I took classes on death and dying, bereavement, issues impacting children (one of which was divorce), marriage, and relationships, but I had never formally learned about marital dissolution from the adult’s perspective.
Curious about it, I asked my class of several dozen counselors if they had ever taken or seen a class on divorce and all shook their heads no.
I went on line to research whether there might be any colleges or universities offering psychology classes on divorce. Other than some brief references to the topic, I could not find any classes devoted solely to this topic.
Given how prevalent (and often devastating) an occurrence divorce is, I am astounded that there is not more education about it offered in psychology or social work programs both undergrad and graduate.
In the three hours I had to talk about the divorce continuum (from contemplation through post-divorce issues) I felt that I barely scratched the surface. There was so much more I could have said and much more I’m sure the students wanted to know and/or discuss.
Law school students have classes specifically about Family Law (which is an entire branch of the law) and Contracts.

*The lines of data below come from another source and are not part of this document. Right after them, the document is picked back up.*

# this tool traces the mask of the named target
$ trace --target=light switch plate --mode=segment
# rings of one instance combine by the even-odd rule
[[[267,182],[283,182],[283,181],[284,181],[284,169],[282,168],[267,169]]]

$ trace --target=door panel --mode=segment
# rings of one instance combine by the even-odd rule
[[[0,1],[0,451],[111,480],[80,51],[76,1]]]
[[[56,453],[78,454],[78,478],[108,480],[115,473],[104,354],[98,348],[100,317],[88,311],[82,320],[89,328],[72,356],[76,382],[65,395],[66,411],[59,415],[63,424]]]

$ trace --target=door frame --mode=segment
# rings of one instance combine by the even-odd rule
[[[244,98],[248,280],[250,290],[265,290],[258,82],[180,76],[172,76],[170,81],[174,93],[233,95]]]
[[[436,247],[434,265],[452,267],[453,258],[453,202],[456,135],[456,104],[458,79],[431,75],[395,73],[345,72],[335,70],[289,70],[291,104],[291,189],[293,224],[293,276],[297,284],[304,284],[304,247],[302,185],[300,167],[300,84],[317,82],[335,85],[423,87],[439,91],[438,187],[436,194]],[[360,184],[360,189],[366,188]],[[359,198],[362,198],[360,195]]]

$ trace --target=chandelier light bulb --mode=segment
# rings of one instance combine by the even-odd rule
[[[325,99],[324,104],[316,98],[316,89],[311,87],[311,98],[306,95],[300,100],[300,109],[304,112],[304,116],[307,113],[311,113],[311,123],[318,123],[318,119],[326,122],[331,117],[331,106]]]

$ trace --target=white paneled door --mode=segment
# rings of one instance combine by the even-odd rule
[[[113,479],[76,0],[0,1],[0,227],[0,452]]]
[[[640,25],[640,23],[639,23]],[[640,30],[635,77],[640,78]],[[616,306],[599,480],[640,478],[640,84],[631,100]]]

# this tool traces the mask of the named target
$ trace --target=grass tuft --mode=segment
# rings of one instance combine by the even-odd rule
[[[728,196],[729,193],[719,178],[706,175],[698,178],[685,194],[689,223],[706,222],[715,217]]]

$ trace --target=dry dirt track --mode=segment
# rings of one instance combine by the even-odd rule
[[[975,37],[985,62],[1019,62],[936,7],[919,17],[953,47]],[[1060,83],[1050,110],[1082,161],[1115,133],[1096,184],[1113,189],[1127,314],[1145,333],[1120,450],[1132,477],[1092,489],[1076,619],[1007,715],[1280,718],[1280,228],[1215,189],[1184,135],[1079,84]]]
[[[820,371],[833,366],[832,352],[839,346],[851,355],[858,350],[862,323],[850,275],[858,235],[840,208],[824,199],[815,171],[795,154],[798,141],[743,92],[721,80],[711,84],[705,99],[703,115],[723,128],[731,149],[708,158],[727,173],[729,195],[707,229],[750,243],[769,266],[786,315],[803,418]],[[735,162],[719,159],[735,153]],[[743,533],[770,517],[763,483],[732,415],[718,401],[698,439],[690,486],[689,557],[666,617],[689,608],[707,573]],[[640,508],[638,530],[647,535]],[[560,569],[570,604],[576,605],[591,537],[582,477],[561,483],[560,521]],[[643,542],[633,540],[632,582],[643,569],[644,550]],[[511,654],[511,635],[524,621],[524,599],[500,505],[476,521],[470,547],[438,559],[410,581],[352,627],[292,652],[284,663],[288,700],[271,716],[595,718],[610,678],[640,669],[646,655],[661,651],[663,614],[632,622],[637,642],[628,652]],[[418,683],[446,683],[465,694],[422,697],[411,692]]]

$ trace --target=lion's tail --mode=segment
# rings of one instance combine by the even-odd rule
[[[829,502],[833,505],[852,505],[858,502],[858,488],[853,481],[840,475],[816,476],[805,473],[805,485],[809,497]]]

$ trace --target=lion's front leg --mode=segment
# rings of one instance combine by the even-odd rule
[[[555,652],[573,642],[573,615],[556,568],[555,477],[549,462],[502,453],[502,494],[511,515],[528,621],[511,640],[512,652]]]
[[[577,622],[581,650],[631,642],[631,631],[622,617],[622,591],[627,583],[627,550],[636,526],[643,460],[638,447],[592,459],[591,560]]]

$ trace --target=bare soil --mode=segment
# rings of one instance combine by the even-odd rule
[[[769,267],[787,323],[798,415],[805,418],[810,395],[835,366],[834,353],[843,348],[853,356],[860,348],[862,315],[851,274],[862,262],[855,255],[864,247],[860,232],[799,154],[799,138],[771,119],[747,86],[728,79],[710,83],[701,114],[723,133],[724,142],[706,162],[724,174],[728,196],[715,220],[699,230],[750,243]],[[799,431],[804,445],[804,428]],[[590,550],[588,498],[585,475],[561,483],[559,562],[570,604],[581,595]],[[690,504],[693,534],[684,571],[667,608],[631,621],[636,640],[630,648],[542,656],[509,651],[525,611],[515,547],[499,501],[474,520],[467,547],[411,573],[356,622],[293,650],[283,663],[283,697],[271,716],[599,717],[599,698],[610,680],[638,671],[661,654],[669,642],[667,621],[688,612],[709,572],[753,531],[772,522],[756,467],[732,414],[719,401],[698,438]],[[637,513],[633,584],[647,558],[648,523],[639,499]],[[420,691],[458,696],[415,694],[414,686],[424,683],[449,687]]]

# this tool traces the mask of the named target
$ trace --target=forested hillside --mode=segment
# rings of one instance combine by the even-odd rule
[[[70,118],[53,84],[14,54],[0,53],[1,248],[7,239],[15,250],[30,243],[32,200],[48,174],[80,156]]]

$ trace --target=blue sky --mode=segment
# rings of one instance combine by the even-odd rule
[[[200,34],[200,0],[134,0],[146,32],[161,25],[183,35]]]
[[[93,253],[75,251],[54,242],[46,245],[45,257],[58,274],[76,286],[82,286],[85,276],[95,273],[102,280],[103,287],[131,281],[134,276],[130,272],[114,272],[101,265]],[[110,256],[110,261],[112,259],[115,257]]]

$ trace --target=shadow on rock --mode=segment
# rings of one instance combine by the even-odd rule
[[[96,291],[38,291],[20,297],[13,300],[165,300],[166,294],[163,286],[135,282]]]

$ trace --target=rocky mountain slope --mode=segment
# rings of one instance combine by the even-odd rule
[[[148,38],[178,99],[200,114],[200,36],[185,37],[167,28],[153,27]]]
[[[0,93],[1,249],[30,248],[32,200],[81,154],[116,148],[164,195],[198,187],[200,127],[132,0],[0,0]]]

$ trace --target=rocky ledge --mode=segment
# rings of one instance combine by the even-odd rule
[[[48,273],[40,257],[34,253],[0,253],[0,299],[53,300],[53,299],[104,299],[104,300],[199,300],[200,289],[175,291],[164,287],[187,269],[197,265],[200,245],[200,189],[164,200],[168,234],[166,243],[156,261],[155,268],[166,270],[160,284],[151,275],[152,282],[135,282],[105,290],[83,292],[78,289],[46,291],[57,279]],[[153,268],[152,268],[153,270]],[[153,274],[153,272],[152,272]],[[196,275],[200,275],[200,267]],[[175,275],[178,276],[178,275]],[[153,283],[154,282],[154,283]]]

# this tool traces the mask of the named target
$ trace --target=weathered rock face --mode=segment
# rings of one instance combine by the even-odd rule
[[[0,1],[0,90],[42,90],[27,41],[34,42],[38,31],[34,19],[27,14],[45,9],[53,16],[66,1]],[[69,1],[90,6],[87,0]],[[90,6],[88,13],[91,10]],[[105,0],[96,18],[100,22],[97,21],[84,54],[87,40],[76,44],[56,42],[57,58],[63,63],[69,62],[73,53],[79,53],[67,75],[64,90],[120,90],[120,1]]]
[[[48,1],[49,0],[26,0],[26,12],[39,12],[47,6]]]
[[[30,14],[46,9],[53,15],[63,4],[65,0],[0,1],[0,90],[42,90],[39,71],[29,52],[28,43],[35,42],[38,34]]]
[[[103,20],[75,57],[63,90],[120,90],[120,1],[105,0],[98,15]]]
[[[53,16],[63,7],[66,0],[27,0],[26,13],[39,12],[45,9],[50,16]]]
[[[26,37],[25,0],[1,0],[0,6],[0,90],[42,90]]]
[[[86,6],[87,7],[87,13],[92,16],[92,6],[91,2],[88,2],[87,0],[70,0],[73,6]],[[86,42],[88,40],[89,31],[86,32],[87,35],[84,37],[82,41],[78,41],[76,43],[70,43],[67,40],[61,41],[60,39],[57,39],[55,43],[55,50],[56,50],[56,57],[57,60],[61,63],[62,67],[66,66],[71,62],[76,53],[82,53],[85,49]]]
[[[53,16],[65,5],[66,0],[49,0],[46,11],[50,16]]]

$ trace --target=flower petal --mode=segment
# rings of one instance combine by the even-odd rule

They learn about the legal contract of marriage, about pre and post nuptial agreements, community property versus equitable distribution, fault and no-fault laws, paternity, palimony, child custody, child support, and on and on.
Financial professionals also receive a good amount of education on divorce matters given that a predictable part of their job will be to assist divorcing clients with tax issues, division of assets and debts, financial planning, and budgeting.
Therapists, on the other hand, receive relatively little schooling on divorce. As one of the NASW conference students astutely noted, “We [therapists] learn either from personal experience or we get on-the-job-training from our clients.”
If you are a divorced or divorcing person who has sought therapy, ask your therapist what he or she knows about marital dissolution and where he or she learned about it*.